FITNESS & HEALTH

Waspada, Inggris Identifikasi Omicron 'Sub-Varian' dengan Julukan BA.2

Mia Vale
Kamis 27 Januari 2022 / 08:05
Jakarta: Varian awal Omicron telah menjadi jenis virus yang dominan dalam beberapa bulan terakhir. Para ilmuwan pun terus mencermati sub-varian dari varian Omicron untuk menentukan bagaimana kemunculannya dapat memengaruhi penyebaran pandemi di masa depan. 

Dan ternyata, otoritas kesehatan Inggris telah mengidentifikasi ratusan kasus dari versi terbaru dari Omicron yang dijuluki BA.2 atau atau yang juga disebut 'Son of Omicron'. Sementara itu, data internasional menunjukkan bahwa BA.2 dapat menyebar dengan relatif cepat. 

Badan Keamanan Kesehatan Inggris (UKHSA) mengidentifikasi lebih dari 400 kasus di Inggris dalam 10 hari pertama bulan ini dengan mengindikasikan varian terbaru yang telah terdeteksi di sekitar 40 negara lain. Sebagian besar kasus terbaru ada di beberapa negara termasuk India, Denmark dan Swedia. 

UKHSA mengindikasikan pada hari Jumat, 21 Januari 2022 bahwa mereka telah menetapkan sub-garis keturunan BA.2 sebagai varian yang sedang diselidiki karena kasusnya terus meningkat. 

Melansir dari kabar Aljazeera, pihak berwenang menggarisbawahi bahwa masih ada ketidakpastian seputar signifikansi perubahan pada genom virus, yang memerlukan pengawasan. 

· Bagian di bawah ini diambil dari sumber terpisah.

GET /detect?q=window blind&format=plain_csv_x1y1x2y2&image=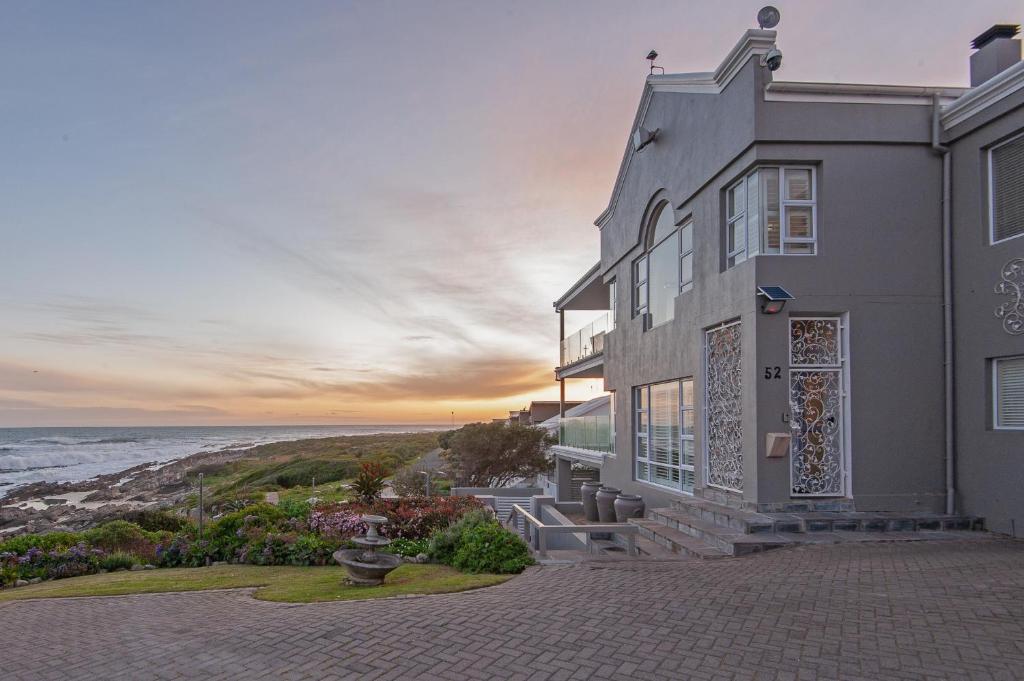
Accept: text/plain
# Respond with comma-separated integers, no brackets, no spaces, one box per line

993,356,1024,428
991,136,1024,242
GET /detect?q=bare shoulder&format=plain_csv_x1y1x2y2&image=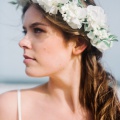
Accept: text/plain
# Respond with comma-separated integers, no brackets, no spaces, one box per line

0,91,17,120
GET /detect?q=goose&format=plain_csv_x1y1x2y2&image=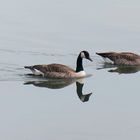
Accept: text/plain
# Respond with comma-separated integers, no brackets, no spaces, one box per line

96,52,140,66
24,51,92,78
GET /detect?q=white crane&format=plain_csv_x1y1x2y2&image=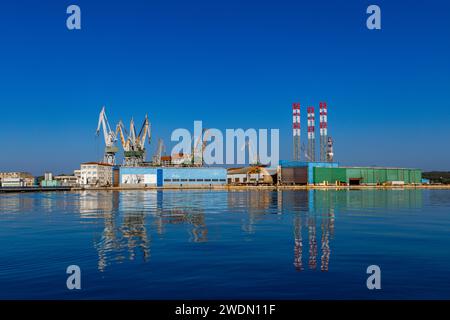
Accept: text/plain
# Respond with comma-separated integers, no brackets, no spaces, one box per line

116,115,151,166
96,106,119,165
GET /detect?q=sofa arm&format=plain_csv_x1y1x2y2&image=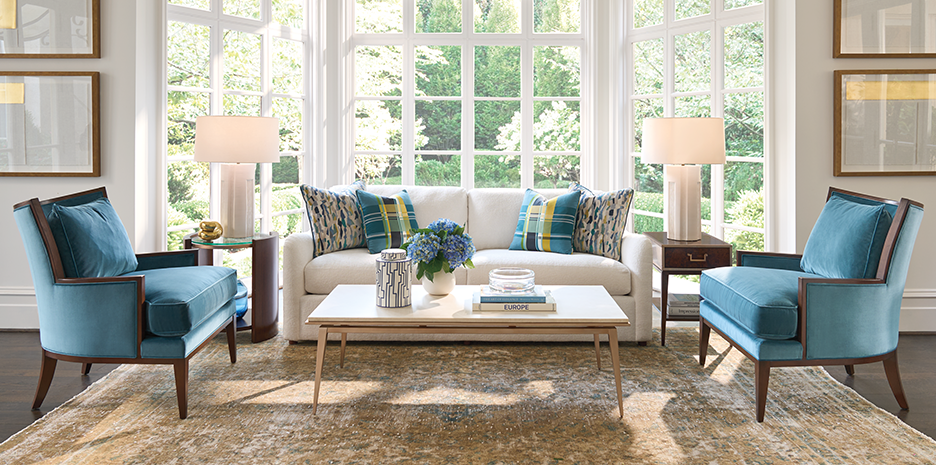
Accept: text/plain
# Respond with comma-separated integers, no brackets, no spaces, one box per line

283,232,315,341
621,232,653,342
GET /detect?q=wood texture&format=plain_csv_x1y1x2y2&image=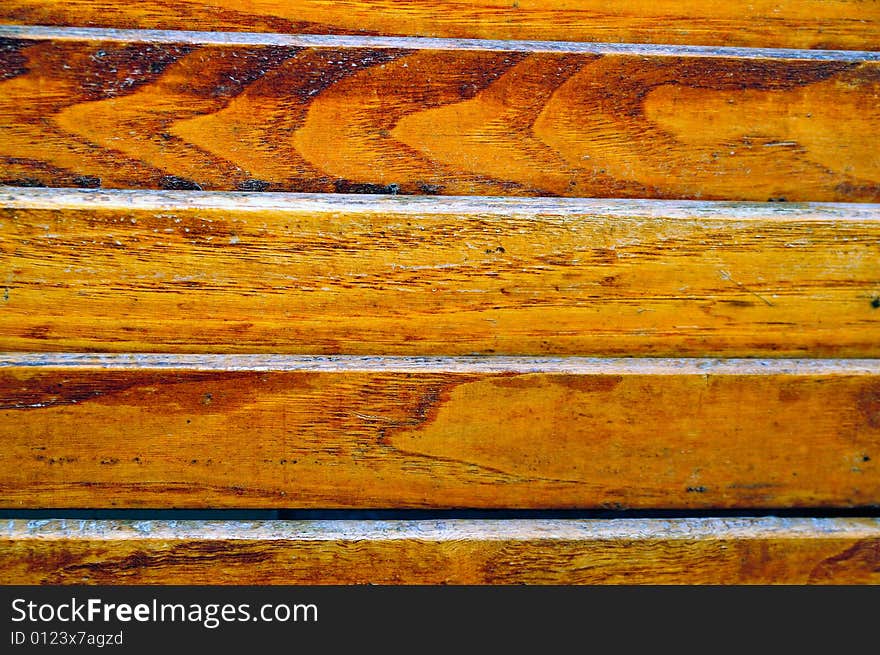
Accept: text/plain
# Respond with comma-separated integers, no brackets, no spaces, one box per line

0,189,880,357
0,355,880,509
0,26,880,202
0,519,880,585
0,0,880,50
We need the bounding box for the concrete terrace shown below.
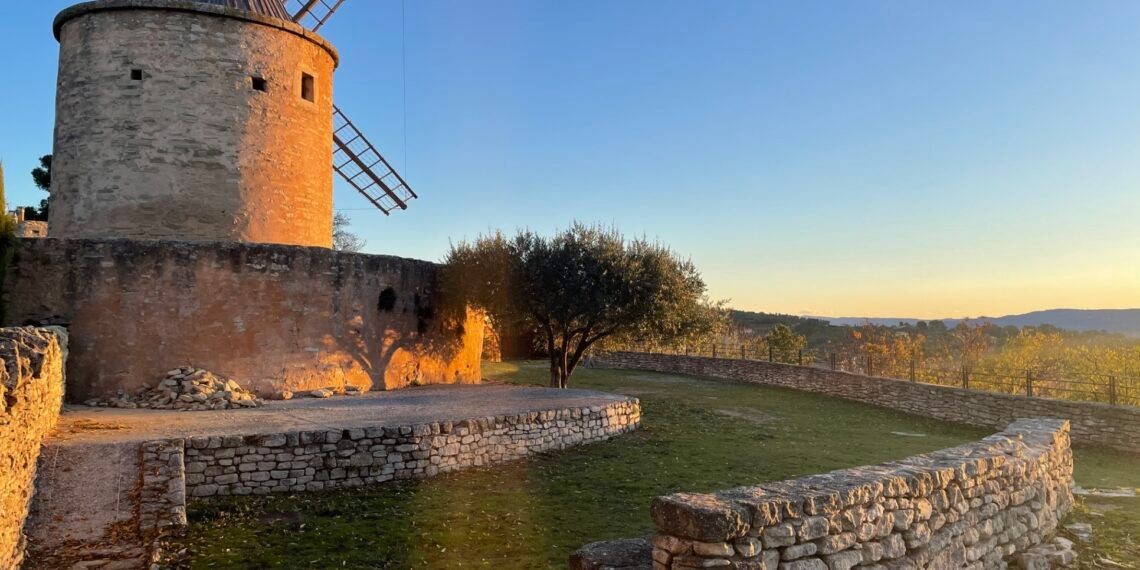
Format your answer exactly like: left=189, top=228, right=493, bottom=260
left=48, top=384, right=628, bottom=445
left=27, top=384, right=636, bottom=570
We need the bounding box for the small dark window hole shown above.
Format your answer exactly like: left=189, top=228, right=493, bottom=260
left=301, top=73, right=317, bottom=103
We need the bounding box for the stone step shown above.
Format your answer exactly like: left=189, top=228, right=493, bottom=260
left=24, top=440, right=149, bottom=570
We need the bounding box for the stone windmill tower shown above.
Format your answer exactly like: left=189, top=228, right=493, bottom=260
left=49, top=0, right=416, bottom=247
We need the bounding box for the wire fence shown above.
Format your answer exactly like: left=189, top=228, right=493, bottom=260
left=628, top=343, right=1140, bottom=407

Karena, secara paralel, kasus dalam beberapa hari terakhir menunjukkan peningkatan tajam dalam insiden BA.2 terutama di India dan Denmark. 


son of omicron adalah
(Menurut UKHSA, sebagian besar kasus dari versi terbaru dari Omicron yang dijuluki BA.2 atau atau yang juga disebut 'Son of Omicron' terbaru ada di beberapa negara termasuk India, Denmark dan Swedia. Foto: Ilustrasi/Unsplash.com)


"Yang mengejutkan kami adalah kecepatan sub-varian ini, yang telah beredar luas di Asia, dan telah menguasai Denmark," aku ahli epidemiologi Prancis Antoine Flahault, kepada kantor berita AFP.

Para ilmuwan harus mengevaluasi bagaimana virus terus berevolusi dan bermutasi. Inkarnasi terbarunya tidak memiliki mutasi spesifik yang digunakan untuk melacak dan membandingkan BA.1 (varia Omicron) dengan Delta, strain yang sebelumnya dominan. 

BA.2 belum ditetapkan sebagai varian kekhawatiran, tapi Flahault mengatakan negara-negara harus waspada terhadap perkembangan terbaru saat para ilmuwan meningkatkan pengawasan. 

Prancis sendiri memperkirakan lonjakan kontaminasi pada pertengahan Januari. Itu tidak terjadi dan mungkin itu karena sub-varian ini, yang tampaknya sangat menular tetapi tidak lebih ganas dari BA.1.  

“Yang menarik bagi kami adalah sub-varian ini memiliki karakteristik yang berbeda dari BA.1, dalam hal penularan dan tingkat keparahan," terang badan kesehatan masyarakat Prancis, pada Jumat lalu. 

Hingga saat ini, hanya segelintir kasus BA.2 yang muncul di Prancis, namun negara tersebut memantau perkembangan saat kasus tersebut menyebar. 

“Pengamatan yang sangat awal dari India dan Denmark menunjukkan tidak ada perbedaan dramatis dalam tingkat keparahan dibandingkan dengan BA.1,” cuit Tom Peacock, seorang ahli virus di Imperial College, London. 

Peacock menekankan, dirinya tidak memiliki 'pegangan' yang kuat tentang seberapa banyak kemampuan menular yang dimiliki BA.2 dibandingkan BA.1. Namun, ia dapat membuat beberapa tebakan/pengamatan awal. 

“Kemungkinan ada perbedaan minimal dalam efektivitas vaksin terhadap BA.1 dan BA.2. Secara pribadi, saya tidak yakin BA.2 akan berdampak besar pada gelombang pandemi Omicron saat ini," papar Peacock. 

“Beberapa negara sudah dekat, atau bahkan melewati puncak gelombang BA.1. Saya akan sangat terkejut jika BA.2 menyebabkan gelombang kedua pada saat ini. Bahkan dengan transmisibilitas yang sedikit lebih tinggi, ini sama sekali bukan perubahan Delta-Omicron dan sebaliknya cenderung lebih lambat dan lebih halus,” tambah Peacock memperkirakan.